Maç boyunca genellikle kontrollüydü Fenerbahçe… Aslında bu bir taktik değildi, Aragones sisteminden taviz vermemişti, son yarım saatte yine Deivid/Kazım ezberini uyguladı, Volkan genellikle topları uzun vuruşlarla oyuna sokmadı, pasla çıkmaya çalıştılar. Ama Selçuk-Emre ikilisinin yaşadığı/yaşattığı gerilim takıma yansıdı, sarı-lacivertli oyuncular grubu sürekli geriye yaslandı.
Bütün ilk yarıyı özetleyen bir 31’inci dakika var ki o pozisyonu bir kez daha izlemek gerek: Bir F.Bahçe hücumunda top, korner direği yakınından taca gidiyor. Hızla koşup topu eline alan Carlos, tacı aktaracak adam bulamıyor, zira 5 Fenerbahçeli çoktan orta yuvarlağın arkasına gerilemişler. Orta çizginin gerisindeki Galatasaraylı sayısı ise yalnızca 1: Milan Baros… Carlos tacı uzun atmaya çalışıyor, ama 6 Galatasaraylının içindeki 2 Fenerlinin topu alma ihtimali yok, ilk yarıdaki bütün cılız girişimler gibi eriyip gidiyor atak…
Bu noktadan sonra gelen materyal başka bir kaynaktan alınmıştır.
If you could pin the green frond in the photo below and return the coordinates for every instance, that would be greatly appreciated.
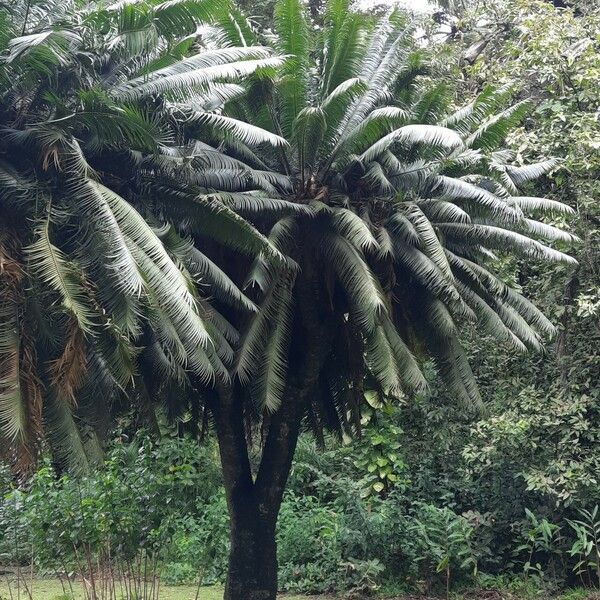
(13, 415)
(53, 267)
(215, 282)
(450, 188)
(356, 278)
(429, 243)
(535, 206)
(492, 132)
(268, 386)
(521, 175)
(409, 135)
(227, 64)
(244, 132)
(548, 232)
(354, 229)
(273, 313)
(502, 239)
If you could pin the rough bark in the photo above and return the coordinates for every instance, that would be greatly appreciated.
(254, 505)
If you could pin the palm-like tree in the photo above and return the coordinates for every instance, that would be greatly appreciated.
(390, 210)
(92, 293)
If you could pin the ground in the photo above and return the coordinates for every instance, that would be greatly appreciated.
(51, 589)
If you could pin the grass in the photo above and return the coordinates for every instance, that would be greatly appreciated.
(51, 589)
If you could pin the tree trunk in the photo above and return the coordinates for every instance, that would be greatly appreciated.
(254, 505)
(252, 573)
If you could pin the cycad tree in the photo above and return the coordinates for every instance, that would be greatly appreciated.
(390, 210)
(92, 293)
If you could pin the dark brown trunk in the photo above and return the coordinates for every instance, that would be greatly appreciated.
(252, 573)
(254, 505)
(562, 352)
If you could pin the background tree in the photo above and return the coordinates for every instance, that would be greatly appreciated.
(84, 277)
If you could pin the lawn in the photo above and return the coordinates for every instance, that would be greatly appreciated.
(51, 589)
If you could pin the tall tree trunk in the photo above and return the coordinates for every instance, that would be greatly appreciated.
(254, 505)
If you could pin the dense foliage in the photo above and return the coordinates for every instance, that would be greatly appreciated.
(359, 162)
45 dakika boyunca gayet iyi hücum eden Galatasaray’ı yavaşlatan da yine aynı gerilim oldu. Deniz’in girişi ve merkezdeki olgun tavırları sarı-lacivertlilere sakinleştirici etki yaparken, Sabri’nin her pozisyonda gösterdiği lüzumsuz tepkiler takımının tansiyonunu ve panik halini yükseltti.
Futbolu sevmiyorum
Aslında herhangi bir Aragones-B.Korkmaz maçından da daha fazlasının çıkması zor gibi. Semih yılın en kötü maçını oynuyor, lâkin Aragones sezon boyunca yaptığı değişikliklerden başkasını düşünmüyor. Korkmaz, ilk 10 galibiyetinin hepsini 2 ve daha fazla farklı kazanmış takımını 1-0’a razı etmeye çalışıyor, ilk 21 maçında 71 gol olan sarı-kırmızılıların son 6 müsabakasında sadece 10 kez fileler havalanıyor…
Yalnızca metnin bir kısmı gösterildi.